In February, Fai traveled to Pakistan, right about the time that U.S. and Pakistan relations were starting to fall apart. CIA operative Raymond Davis had been arrested for allegedly shooting two men in Lahore. The arrest and fallout heightened tensions between the countries.
When Fai returned home, his luggage was searched. Customs agents found what appeared to be excerpts of a court filing on Davis from the Lahore High Court. Within days, Linden, the FBI agent, visited Fai at home. She asked whether he knew anyone in the Pakistan government. Yes, he admitted. But he then suggested that none of them knew him, the FBI affidavit said.
Fai also allegedly showed Linden the court filing, which had a photocopy of a photograph of Fai on the back.
Linden testified that she emailed Fai on July 13, asking to meet again “to talk about the situation in Kashmir.” Fai agreed.
She showed up at Fai’s house after he returned from a trip to the United Kingdom, on the morning of July 18. Fai again denied working with the ISI.
That night, Fai went out to dinner with family and friends. After coming home, Fai or a family member called the police to report a suspicious car parked near Fai’s driveway. FBI agents were in the car.

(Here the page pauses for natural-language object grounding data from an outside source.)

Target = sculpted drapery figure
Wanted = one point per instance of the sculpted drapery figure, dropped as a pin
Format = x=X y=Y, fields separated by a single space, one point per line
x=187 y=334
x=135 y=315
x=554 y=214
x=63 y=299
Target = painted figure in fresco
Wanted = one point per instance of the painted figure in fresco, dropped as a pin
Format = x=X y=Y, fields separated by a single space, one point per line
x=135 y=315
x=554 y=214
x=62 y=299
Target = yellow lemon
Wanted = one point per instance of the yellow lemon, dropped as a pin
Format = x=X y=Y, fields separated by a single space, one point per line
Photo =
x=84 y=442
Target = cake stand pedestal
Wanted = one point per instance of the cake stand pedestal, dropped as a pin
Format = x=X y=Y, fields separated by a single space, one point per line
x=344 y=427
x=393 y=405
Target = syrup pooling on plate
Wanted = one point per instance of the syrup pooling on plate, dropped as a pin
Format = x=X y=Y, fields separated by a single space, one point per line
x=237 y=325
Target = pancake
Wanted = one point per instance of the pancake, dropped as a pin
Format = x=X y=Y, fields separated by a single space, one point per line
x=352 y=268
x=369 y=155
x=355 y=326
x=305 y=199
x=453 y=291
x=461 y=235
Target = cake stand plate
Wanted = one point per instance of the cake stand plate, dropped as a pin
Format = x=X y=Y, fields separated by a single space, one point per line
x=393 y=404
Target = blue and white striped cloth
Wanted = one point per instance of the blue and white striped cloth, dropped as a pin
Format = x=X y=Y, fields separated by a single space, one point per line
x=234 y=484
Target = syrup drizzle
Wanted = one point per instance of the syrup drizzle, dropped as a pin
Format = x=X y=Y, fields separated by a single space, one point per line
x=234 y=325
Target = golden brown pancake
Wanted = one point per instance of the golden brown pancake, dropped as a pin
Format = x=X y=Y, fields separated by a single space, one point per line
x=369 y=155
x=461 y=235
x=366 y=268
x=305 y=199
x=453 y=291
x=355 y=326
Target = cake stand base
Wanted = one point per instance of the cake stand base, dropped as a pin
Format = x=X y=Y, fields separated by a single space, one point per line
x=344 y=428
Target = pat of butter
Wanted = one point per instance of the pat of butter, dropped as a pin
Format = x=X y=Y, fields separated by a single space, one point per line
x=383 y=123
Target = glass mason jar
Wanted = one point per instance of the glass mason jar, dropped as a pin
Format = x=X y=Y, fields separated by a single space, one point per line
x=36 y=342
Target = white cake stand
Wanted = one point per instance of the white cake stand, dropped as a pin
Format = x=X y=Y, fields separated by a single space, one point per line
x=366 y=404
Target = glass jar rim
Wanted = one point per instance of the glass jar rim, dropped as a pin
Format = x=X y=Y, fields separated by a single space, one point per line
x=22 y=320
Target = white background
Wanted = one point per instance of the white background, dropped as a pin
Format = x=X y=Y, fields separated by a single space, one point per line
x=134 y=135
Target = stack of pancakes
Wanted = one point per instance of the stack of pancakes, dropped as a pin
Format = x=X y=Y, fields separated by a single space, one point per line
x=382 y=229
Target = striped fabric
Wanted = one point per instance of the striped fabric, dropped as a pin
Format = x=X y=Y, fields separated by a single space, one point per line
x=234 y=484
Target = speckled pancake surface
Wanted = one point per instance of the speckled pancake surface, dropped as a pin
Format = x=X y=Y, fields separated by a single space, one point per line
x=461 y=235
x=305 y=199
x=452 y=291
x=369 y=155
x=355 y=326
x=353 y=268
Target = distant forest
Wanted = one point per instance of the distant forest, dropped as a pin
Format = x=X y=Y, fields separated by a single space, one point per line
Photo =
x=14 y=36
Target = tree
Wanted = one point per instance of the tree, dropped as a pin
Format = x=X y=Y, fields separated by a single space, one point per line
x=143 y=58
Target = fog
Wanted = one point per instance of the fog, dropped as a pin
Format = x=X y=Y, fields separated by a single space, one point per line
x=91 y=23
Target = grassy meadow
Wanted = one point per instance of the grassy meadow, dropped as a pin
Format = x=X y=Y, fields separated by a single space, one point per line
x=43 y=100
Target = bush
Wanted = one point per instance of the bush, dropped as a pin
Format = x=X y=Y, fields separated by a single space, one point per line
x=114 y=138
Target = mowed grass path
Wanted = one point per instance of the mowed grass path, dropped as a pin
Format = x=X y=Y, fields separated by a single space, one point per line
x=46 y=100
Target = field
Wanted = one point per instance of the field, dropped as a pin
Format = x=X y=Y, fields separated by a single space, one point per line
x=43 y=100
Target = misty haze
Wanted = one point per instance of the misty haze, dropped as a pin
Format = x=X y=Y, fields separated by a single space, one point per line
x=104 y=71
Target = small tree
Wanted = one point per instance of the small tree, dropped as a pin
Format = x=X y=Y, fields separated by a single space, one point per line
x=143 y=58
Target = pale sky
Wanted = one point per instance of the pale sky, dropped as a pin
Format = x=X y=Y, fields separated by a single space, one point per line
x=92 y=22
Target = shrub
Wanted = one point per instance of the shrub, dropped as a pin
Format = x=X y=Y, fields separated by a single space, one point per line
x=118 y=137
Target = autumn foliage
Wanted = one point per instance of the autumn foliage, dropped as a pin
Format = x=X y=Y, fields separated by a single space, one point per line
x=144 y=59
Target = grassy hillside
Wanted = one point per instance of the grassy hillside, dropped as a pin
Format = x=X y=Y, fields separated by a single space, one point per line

The next morning, Fai was arrested as he drove his wife toward the subway.
Before charges against Fai and Ahmad were were publicly announced, agents fanned out across the U.S., questioning about 18 men linked to Ahmad, said Shafqat Chaudhary, who serves on the boards of Ahmad’s hospital and his U.S. charity, the Society for International Help. Chaudhary, a Long Island businessman, said the FBI questioned him but declined to say what it asked him. He said he wasn’t involved in transferring money for Ahmad and had done nothing wrong. Chaudhary said none of the men questioned by the FBI had been arrested, as far as he knew.
Sabir said law-enforcement agents — he wasn’t certain which agency they were from — also questioned him, showing him photographs of Chaudhary, Akif and Ahmad, along with several photographs of men he didn’t know. He said he had not moved money to Fai.